Measurements showed that they use the same amount of RAM with LSMC versus non-LSMC. LSMC provides statistical data results, but it is not saving as many data run points.
There’s an internal physical IP group at Synopsys and Marco Oliveira talked about their CAD flows and methodologies to support 2,700 engineers worldwide. Marco’s background includes A2D and D2A converters.
For high yield design they need to simulate across multiple process corners, however Monte Carlo simulations just take too long, so instead they limit their sample size and extract the results. Their approach is called sigma scaling. In one example for an RX termination circuit they did 1,000 MonteCarlo runs with no scaling, then re-ran agin needing just 200 runs with sigma scaling.
As a best practice they use sigma scaling with a factor up to 2, using only 200 simulation runs or more. This technique works with all of their circuit simulators: HSPICE, FineSim and CustomSim.
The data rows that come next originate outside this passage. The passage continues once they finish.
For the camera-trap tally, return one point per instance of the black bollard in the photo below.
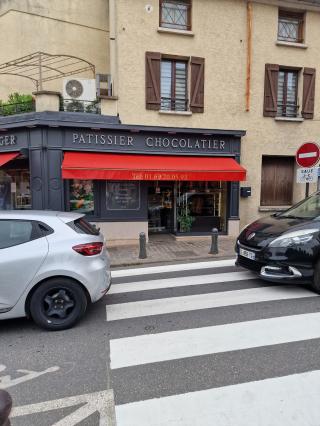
(142, 246)
(5, 408)
(214, 242)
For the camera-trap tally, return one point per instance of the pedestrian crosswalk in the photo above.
(212, 345)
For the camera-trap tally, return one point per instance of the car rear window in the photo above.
(83, 227)
(14, 232)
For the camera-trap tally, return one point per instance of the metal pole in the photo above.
(142, 246)
(40, 72)
(5, 408)
(214, 242)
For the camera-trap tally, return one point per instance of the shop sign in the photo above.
(307, 175)
(128, 141)
(8, 140)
Our final panelist was Haiko Morgenstern, an MS verification engineer from Infineon based in Munich, Germany. Their company is large with some 40,000 people and they have products in Mobility (Auto), Security (ID cards, NFC), and energy efficiency.
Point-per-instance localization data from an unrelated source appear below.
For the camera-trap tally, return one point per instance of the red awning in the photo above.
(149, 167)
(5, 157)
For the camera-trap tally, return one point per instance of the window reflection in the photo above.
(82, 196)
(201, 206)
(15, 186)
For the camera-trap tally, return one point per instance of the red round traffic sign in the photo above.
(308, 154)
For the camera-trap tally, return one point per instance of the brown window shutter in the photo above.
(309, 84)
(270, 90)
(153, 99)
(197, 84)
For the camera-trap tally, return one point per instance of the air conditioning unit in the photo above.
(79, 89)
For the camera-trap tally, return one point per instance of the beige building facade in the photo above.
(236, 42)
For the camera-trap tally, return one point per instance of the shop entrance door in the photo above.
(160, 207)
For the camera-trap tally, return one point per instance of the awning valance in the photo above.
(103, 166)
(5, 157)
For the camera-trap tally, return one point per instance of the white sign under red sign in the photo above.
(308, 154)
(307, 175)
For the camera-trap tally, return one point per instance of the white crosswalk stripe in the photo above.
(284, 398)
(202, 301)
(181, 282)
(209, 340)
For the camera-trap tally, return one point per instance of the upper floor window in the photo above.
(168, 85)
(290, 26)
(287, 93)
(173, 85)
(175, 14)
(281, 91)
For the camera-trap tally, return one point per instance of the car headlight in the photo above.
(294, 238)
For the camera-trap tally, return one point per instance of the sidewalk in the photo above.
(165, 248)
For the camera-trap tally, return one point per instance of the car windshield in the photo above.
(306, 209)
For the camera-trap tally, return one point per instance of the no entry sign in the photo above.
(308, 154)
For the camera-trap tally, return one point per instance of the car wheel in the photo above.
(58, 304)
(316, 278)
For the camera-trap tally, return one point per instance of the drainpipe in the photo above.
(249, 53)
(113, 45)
One of their big challenges is how to verify MS designs. They have used UVM testbenches, real number modeling, and UPF for implementation and verification. For verification they are running MonteCarlo simulations with CustomSim and VCS AMS.
On a recent ADC verification there were up to 1 million elements, so CustomSim handles this capacity and can simulate in about 30 minutes run time. The verification engineers can define which block uses which modeling abstraction (transistor, SPICE behavioral, Verilog-A, RTL).Variation block MC is now available in CustomSim runs.
The output results have statistical values as text along with the typical waveforms.Infineon uses scripts to automate the simulation process, and use LSF to distribute jobs across a compute farm. They cando 200 MC runs overnight using LSF on a 1 million element netlist, but they haven’t tried sigma scaling yet.
Synopsys has a family of three circuit simulators: HSPICE, FineSim and CustomSim. The SPICE and FastSPICE market continues to be fiercely competitive, so to stay viable each vendor has to show constant improvement with each new release of their tools. HSPICE got started back in the 1980’s, and over the decades has been able to stay relevant amidst newer tools by adding new features and refactoring the code to be more efficient. FineSim was an early SPICE simulator to exploit parallelism, and CustomSim is the newest simulator offered by Synopsys in the FastSPICE space.